I think that, if technology can be said to have affected any area of our lives over that of another, the greatest impact has come to our perception of time. In times past, if you wanted to make the world intimate with your every thought and feeling, you'd have to spend a life time keeping a journal, and then hope that your family was enterprising enough to try to publish it. But now you can not only publish autobiographies before you reach the tender age of forty, you can also blog your everyday, and twitter your every thought. We no longer have the patience to wait for our deaths to share our cognitive gems, we want the world to have them now. 

Likewise with pictures. Centuries ago, if you had knit a pair of Nutkin socks and wanted to let an acquaintance see them, you would be forced to wait hours while the picture was painted.
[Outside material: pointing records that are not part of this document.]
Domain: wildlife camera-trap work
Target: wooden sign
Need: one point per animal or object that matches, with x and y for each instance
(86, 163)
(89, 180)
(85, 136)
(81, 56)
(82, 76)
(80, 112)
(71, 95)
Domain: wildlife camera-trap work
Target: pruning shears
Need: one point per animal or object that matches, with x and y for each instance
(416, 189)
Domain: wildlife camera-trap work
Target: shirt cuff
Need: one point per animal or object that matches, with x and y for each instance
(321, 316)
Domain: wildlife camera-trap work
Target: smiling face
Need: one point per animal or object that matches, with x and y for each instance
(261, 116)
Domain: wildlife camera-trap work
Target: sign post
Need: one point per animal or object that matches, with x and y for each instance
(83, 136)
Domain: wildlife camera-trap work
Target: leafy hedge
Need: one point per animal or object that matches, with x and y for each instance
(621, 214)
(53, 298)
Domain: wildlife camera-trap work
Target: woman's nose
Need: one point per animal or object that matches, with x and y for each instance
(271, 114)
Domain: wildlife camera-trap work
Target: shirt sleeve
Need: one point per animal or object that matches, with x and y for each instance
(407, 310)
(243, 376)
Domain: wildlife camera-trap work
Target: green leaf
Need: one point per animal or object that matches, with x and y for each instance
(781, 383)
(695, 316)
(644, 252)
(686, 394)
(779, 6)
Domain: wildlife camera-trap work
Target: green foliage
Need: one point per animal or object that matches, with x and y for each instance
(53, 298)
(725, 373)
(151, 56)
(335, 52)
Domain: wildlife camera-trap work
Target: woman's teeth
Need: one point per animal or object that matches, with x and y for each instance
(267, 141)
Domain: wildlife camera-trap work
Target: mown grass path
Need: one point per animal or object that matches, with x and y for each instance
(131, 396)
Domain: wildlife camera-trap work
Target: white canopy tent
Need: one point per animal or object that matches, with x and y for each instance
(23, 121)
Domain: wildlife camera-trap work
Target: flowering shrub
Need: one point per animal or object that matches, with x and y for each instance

Then, in all likelihood, your acquaintance wouldn't receive it until a week later. But now you can spend less than twenty minutes taking photos of your sock-clad feet, take two hours googling "trouble importing," spend ten minutes taking the silliest pictures imaginable with Photo Booth, and, in short, expect her to see them before dinner. 


Nutkin Photo-shoot 1


Nutkin Photo-shoot 2
Originally uploaded by smaykull

Pattern: Nutkin
Yarn: Lorna Laces Shepherd Sock (a gift from Theo
Modifications: I believe I stuck mainly to the pattern; though, I did change the heel on the second sock, and by the time I got to the toes I was done being experimental and fancy, and so opted to do a row of purling and a boring, evenly decreased, toe instead of the prescribed turned toe, with its three-needle-bind-off. But other than that, yes. I followed the pattern. 




Further apologies for these photos. I don't foresee my camera magically complying to my every whim anytime soon, so I can't promise you anything better. I guess I'm going to have to start digging onto my Japan files in order to illustrate these post. What a shame.